Sherwood discusses the problem of space in NYC. Though I admire Ms. Muz’s sentiment about keeping it Gangnam style, about keeping the focus on the art and letting everything else fall into place, this space problem, (lack of and cost) is significant. From a curatorial vantage I don’t doubt Mark Russell is right when he suggests young artists “focus on the art and everything else will fall into place.” Once Russell, and his curatorial cohort, find people making good work, the websites of the “discovered” won’t matter. But Russell and curators around the world will never find all the people making good work (nor should they have to). Work is always getting made, and it must always be getting made really, really under the radar. Sherwood, who expresses a frustration “with the necessity of constantly applying and proposing to do things instead of doing them,” recognizes this space cycle, and though for her the art is paramount, she never loses sight of the practical aspects of how to show the work that she is making that she is most focused on, now!

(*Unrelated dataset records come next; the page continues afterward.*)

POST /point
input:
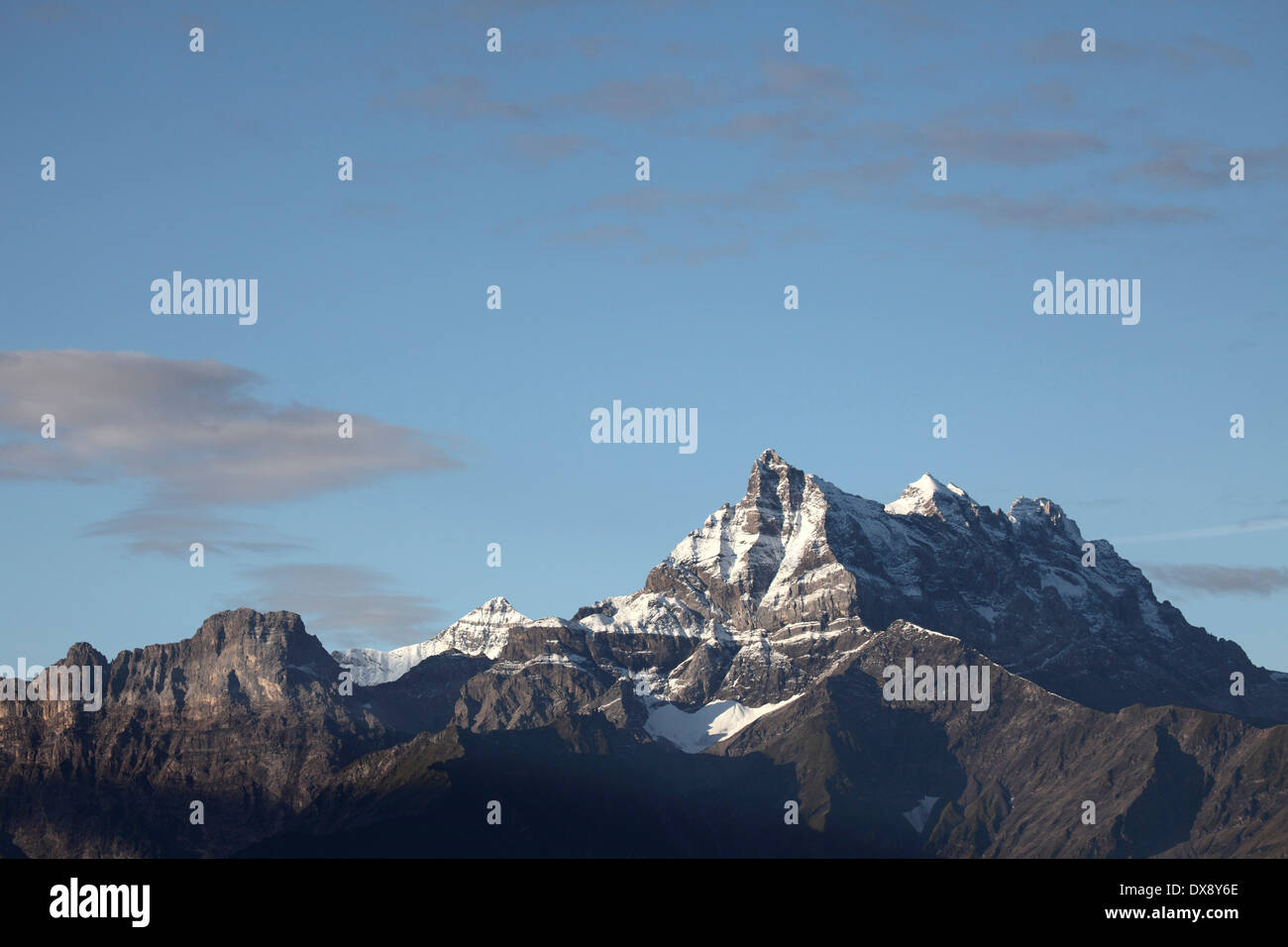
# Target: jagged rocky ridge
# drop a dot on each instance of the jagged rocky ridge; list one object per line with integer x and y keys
{"x": 756, "y": 647}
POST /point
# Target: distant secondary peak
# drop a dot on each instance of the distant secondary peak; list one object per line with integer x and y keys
{"x": 926, "y": 496}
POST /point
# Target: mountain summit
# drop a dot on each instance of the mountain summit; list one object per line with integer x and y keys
{"x": 748, "y": 671}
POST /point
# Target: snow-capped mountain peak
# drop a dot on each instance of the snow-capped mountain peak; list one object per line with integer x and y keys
{"x": 480, "y": 631}
{"x": 927, "y": 496}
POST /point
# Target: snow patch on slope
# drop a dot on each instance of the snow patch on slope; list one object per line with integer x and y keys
{"x": 704, "y": 727}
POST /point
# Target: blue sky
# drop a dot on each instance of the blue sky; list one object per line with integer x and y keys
{"x": 518, "y": 169}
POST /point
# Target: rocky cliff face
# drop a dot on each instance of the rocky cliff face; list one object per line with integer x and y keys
{"x": 745, "y": 676}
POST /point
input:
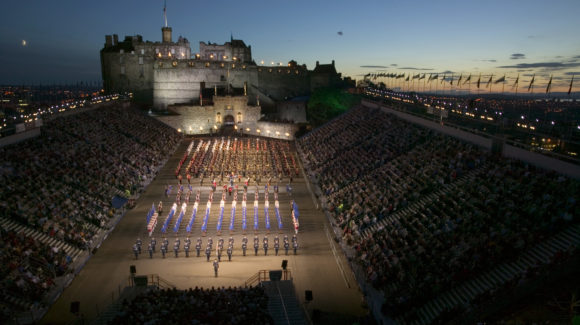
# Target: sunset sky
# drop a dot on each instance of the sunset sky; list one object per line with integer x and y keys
{"x": 59, "y": 41}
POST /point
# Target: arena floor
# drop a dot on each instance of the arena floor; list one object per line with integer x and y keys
{"x": 319, "y": 265}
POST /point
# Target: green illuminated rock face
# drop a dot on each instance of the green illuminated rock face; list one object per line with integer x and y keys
{"x": 327, "y": 103}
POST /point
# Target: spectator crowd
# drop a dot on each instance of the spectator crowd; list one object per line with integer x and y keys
{"x": 197, "y": 306}
{"x": 61, "y": 184}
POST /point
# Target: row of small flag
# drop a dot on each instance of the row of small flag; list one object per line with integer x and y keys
{"x": 459, "y": 80}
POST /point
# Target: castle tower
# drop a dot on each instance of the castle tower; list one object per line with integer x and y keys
{"x": 166, "y": 31}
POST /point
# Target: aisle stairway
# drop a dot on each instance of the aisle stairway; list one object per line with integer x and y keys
{"x": 283, "y": 304}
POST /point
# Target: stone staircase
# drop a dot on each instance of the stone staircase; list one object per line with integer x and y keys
{"x": 283, "y": 304}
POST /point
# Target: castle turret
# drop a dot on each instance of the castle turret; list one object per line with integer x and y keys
{"x": 166, "y": 34}
{"x": 108, "y": 40}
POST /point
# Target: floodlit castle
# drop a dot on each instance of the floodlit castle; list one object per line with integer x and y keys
{"x": 166, "y": 73}
{"x": 221, "y": 85}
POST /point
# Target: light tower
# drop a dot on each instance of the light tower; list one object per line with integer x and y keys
{"x": 166, "y": 31}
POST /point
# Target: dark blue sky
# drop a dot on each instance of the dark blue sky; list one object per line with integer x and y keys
{"x": 63, "y": 37}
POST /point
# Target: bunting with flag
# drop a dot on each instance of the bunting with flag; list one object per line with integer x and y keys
{"x": 549, "y": 85}
{"x": 532, "y": 82}
{"x": 489, "y": 82}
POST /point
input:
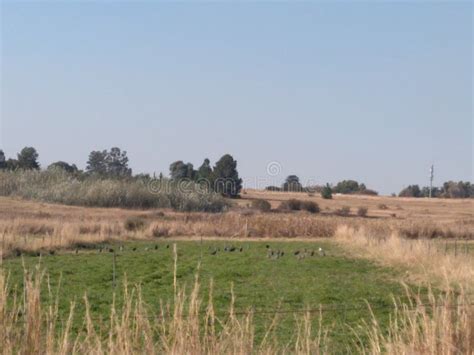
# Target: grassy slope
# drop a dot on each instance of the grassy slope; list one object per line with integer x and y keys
{"x": 266, "y": 284}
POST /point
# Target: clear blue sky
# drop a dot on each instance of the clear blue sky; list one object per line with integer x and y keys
{"x": 373, "y": 92}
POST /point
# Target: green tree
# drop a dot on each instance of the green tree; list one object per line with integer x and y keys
{"x": 116, "y": 162}
{"x": 178, "y": 170}
{"x": 348, "y": 187}
{"x": 28, "y": 159}
{"x": 12, "y": 164}
{"x": 292, "y": 183}
{"x": 326, "y": 192}
{"x": 205, "y": 171}
{"x": 227, "y": 181}
{"x": 61, "y": 165}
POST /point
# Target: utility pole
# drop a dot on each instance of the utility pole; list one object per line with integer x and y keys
{"x": 431, "y": 179}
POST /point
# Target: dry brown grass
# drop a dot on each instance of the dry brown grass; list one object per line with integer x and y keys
{"x": 439, "y": 325}
{"x": 426, "y": 260}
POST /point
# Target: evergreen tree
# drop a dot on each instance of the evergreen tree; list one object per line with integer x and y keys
{"x": 97, "y": 164}
{"x": 28, "y": 159}
{"x": 205, "y": 171}
{"x": 117, "y": 163}
{"x": 292, "y": 183}
{"x": 61, "y": 165}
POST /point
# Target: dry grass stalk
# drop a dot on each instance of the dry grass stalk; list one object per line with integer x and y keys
{"x": 427, "y": 260}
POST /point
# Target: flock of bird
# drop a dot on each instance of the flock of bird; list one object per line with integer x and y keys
{"x": 122, "y": 248}
{"x": 299, "y": 254}
{"x": 271, "y": 253}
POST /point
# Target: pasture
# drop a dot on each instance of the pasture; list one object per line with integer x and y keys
{"x": 260, "y": 282}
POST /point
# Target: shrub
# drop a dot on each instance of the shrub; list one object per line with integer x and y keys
{"x": 273, "y": 188}
{"x": 410, "y": 191}
{"x": 368, "y": 192}
{"x": 60, "y": 187}
{"x": 326, "y": 192}
{"x": 134, "y": 223}
{"x": 159, "y": 231}
{"x": 344, "y": 211}
{"x": 362, "y": 211}
{"x": 261, "y": 205}
{"x": 310, "y": 206}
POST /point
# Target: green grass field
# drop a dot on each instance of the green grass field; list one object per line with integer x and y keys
{"x": 287, "y": 283}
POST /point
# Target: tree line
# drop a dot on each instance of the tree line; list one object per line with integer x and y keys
{"x": 222, "y": 178}
{"x": 449, "y": 189}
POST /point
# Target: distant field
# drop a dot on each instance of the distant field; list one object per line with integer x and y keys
{"x": 440, "y": 210}
{"x": 286, "y": 284}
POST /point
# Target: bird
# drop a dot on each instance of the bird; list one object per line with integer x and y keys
{"x": 269, "y": 253}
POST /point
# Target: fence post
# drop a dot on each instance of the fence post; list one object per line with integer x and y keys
{"x": 113, "y": 271}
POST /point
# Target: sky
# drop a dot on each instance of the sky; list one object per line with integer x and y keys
{"x": 371, "y": 91}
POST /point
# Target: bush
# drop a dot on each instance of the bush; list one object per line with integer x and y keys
{"x": 134, "y": 223}
{"x": 368, "y": 192}
{"x": 344, "y": 211}
{"x": 310, "y": 206}
{"x": 273, "y": 188}
{"x": 362, "y": 211}
{"x": 291, "y": 205}
{"x": 159, "y": 231}
{"x": 261, "y": 205}
{"x": 326, "y": 192}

For what seems like a brief moment last year, Sherwood and her husband (and “Drunkard’s Wife” bandmate, Craig Flanagin), had the kind of dreamy space that joins worlds. They repurposed an old wood-flooring place on Jackson Avenue in LIC granted to them by Chashama as proxy for a big developer and christened Uncanny Valley at the confluence of many a train and many a creative imperative. Uncanny Valley had public art in the front, rehearsals and performances of all kinds, and Normandy’s costume shop in the basement. It became, briefly, to my mind, like the kind of artistic community center that I romanticize as having disappeared when I went to college, or maybe that never existed, like ABC No Rio (with the anarchic sensibility theatrically channeled) meets a locally attuned La Mama. “Think Globally, Act Locally,”—that sort of thing, that what’s Uncanny Valley felt like and it’s a shame the developers swooped back in as soon as they did.
All this eulogizing what will soon be a destination restaurant and high-end retail, to emphasize that Normandy realizes that being fiercely committed to making the work as honestly and intuitively as possible—while a given, while perhaps paramount—is not enough. One has to spread wings and sail through the clouds of art, obviously, but with eyes at least, if not feet, always grounded, always scanning for possibilities.